# Re: st: Median test & ANOVA with sampling weights

 From Steven Samuels To statalist@hsphsun2.harvard.edu Subject Re: st: Median test & ANOVA with sampling weights Date Fri, 19 Sep 2008 14:11:24 -0400

hafida--

You've given us very little information about your survey sample and its design. More would have been helpful.

You appear to be misusing the terms "sample" and "population". A "population" is the larger group of people represented by the sample; statistics for a population are known from outside sources such as a census. For example, in the U.S. a sample of 1500 people might represent the population of millions. What you are calling "sample" and "population" appear to be, respectively, one subgroup of a sample (those with dmstat=1) and the entire sample.

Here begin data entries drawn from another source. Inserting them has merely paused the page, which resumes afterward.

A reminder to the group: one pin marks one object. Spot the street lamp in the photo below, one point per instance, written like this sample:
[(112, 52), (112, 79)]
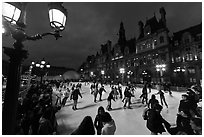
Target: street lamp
[(161, 68), (42, 65), (122, 72), (102, 73), (13, 19)]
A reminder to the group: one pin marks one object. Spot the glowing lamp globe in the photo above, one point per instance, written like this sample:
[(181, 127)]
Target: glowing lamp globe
[(57, 15)]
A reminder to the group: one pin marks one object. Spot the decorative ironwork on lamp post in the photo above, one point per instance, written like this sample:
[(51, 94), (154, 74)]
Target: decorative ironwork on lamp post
[(13, 19), (122, 72), (102, 73), (42, 66), (161, 68)]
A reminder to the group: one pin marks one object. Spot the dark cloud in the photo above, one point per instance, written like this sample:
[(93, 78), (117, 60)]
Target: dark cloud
[(91, 24)]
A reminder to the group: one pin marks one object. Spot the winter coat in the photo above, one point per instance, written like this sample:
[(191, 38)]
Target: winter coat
[(109, 128), (152, 102), (101, 90), (45, 127), (110, 96), (98, 122), (185, 106), (154, 122), (86, 127), (75, 94)]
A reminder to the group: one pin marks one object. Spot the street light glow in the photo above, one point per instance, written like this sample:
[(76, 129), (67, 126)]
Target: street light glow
[(122, 70), (37, 65), (10, 13), (102, 72), (3, 29)]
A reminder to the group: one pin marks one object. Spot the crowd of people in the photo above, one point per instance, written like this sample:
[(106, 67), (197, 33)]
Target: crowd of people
[(36, 111)]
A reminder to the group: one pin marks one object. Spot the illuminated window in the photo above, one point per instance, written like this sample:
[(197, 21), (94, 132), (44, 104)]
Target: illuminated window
[(189, 57), (191, 70), (178, 59), (176, 43), (161, 39)]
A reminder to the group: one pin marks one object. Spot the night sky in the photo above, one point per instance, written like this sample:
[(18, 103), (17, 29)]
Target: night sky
[(91, 24)]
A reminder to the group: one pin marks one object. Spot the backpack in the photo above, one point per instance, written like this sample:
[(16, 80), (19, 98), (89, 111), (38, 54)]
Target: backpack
[(145, 113)]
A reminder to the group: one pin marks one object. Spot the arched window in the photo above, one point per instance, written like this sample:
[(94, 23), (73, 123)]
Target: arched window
[(161, 39)]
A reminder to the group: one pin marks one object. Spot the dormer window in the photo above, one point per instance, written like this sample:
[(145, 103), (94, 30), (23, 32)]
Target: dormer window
[(126, 51), (161, 39), (147, 30), (176, 43)]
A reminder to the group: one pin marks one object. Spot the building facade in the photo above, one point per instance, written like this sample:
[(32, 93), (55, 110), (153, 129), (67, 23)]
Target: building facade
[(151, 57), (186, 56)]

The proper way to compare one subgroup to the whole group is to compare the subgroup to the others. So, form two groups: group = 1 if dmstat =1 and group = 2 if dmstat is not 1 (the rest of the sample).

-pctile- will estimate weighted medians, but the CI's will not be correct, for they assume independent observations. To proceed, you must know the sampling design, including cluster and stratum information. The program -cendif- by Roger Newson (-findit cendif-) will estimate differences in the medians and accommodates sampling weights and clustering. The sign test, in contrast, is for a set of paired independent observations, not for any list of paired numbers.

To do ANOVA, you must first -svyset- your data and use -svy: reg-. There is nothing special about -svy: reg-; ust set up the ANOVA as you would do with ordinary -reg-. To compare individual groups to one another, after the regression run -test-, with options -mtest(holm)- or -mtest(sidak)-.

Your post shows that you are fairly new to sampling concepts. Before proceeding, I suggest that you look at a good text; I recommend "Sampling Design and Analysis", by Sharon Lohr. Your faculty may be able to suggest local resources.

-Steve

On Sep 19, 2008, at 7:53 AM, Nur.Hikmayani@studentmail.newcastle.edu.au wrote:

I'm using a survey data and wonder how can I perform a comparison between median in the sample and in the population. Medians were separately obtained using -pctile- or -_pctile-.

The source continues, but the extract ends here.